舟山群岛地处东海要冲,在宋代时便以其独特的山海景致与人文气息,成为众多文人墨客笔下的灵感源泉。他们以诗为笔,从多维视角勾勒出宋代舟山的独特风貌。
舟山的山海胜景、佛国禅韵、海疆壮色与民生百味,为宋代诗人提供了取之不尽的创作源泉——从“潮痕拥岸棱棱雪”的自然奇景,到“至人亲见古观音”的圣地灵光,从“赤龙白鹞争系”的海防盛况,再到“卤浓盐淡未得闲”的真实生活切片,这片土地以多元的风貌滋养着宋代诗人的笔端。而诗人则以诗为媒,将这份独属于宋代舟山的印记永久镌刻:他们书写下彼时的沧海胜景让后世得以与前人共享舟山的山海神韵,他们对普陀圣地的描摹为佛门胜境的兴起留存了历史剪影,对海疆防务的书写定格了宋代海防屏障的历史样貌,对渔盐民生的刻画则让我们得以窥见那令人痛心疾首的时代旧疾。

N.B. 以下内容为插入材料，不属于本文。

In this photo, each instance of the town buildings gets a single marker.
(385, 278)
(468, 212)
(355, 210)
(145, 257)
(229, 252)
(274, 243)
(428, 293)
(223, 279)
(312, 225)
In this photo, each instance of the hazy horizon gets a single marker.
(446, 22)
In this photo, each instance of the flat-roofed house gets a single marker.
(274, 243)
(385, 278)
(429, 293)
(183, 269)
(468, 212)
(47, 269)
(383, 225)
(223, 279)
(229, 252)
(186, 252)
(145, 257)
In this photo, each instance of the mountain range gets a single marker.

舟山赋予诗人以灵感,诗人回馈舟山以永恒,这份双向的馈赠,让宋代舟山的独特风貌在千百年后的今天,依然能透过诗句触及人心。
赏沧海胜景
舟山海域,风光秀丽。晴日里,海水澄碧如练,映着天光荡起千层鳞浪;风起时,怒涛拍岸似雷,卷起如雪的浪花漫过礁石。远处群岛如青螺浮于碧水,近处渔村藏在绿树间,偶有啼鸟划破静谧,山海相映间,尽是自然的野趣与灵动。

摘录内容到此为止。